According to a press release by Luxottica, the conglomerate that owns Ray Ban, "Real trendsetters, real opinion leaders, real individuals believe the most fashionable thing you can be is yourself; to be authentic, real, bold and stylish. So to reclaim its rightful place as the legitimate leader of sunglasses, Ray-Ban has to only speak and act like their maverick selves." Such branding is indicative of Ray Ban, which has managed to become one of Luxottica's most successful subsidiaries by identifying segments in their customer base and tailoring their messages accordingly.

Just as consumers are unique so also are your competitors. Do not be reductive in your analysis of your competitor's interest and reasoning. Just as importantly, do not discount the benefits your competition can provide you. The process of capitalizing on competitors' stances is referred to in negotiation as log rolling.

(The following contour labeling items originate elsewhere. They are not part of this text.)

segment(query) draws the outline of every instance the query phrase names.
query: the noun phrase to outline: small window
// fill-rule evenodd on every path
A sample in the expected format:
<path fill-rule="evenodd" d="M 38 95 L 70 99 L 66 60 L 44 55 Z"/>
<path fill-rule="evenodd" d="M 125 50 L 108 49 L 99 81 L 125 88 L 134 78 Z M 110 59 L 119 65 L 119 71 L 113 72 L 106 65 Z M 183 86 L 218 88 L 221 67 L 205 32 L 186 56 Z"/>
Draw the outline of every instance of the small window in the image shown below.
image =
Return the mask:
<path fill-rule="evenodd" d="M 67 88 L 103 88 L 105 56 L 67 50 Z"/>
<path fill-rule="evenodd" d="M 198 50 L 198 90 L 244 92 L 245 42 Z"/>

Log rolling benefits both parties involved by allowing each to offer concessions that are of comparatively minimal importance in exchange for concessions of comparatively greater significance. Even companies with virtually the exact same product can log roll to produce mutual benefits, since it is unlikely that they will have operated and be operating in symbiosis. An example of log rolling by a past negotiation instructor at University of Pennsylvania's Wharton Business School, Hengchen Dai, is of two companies that were staunch competitors in the acquisition of oranges. Both companies discovered through rigorous questioning that they could benefit each other by trading the portions of the oranges they didn't want for the portions of the oranges they desired. They managed to maximize their profits through log rolling the peel (desired for its oil) and the juicy inside (desired for eating.) Both businesses profited greatly from the deal.

Product differentiation within an industry, often leads to complimentary products which leads to opportunities for collaborative projects. The companies involved can leverage their specialty to compensate and trade services and or goods in exchange for something that would be more costly for them to produce on their own. As a result, all companies end up in a better position than they would be without each other.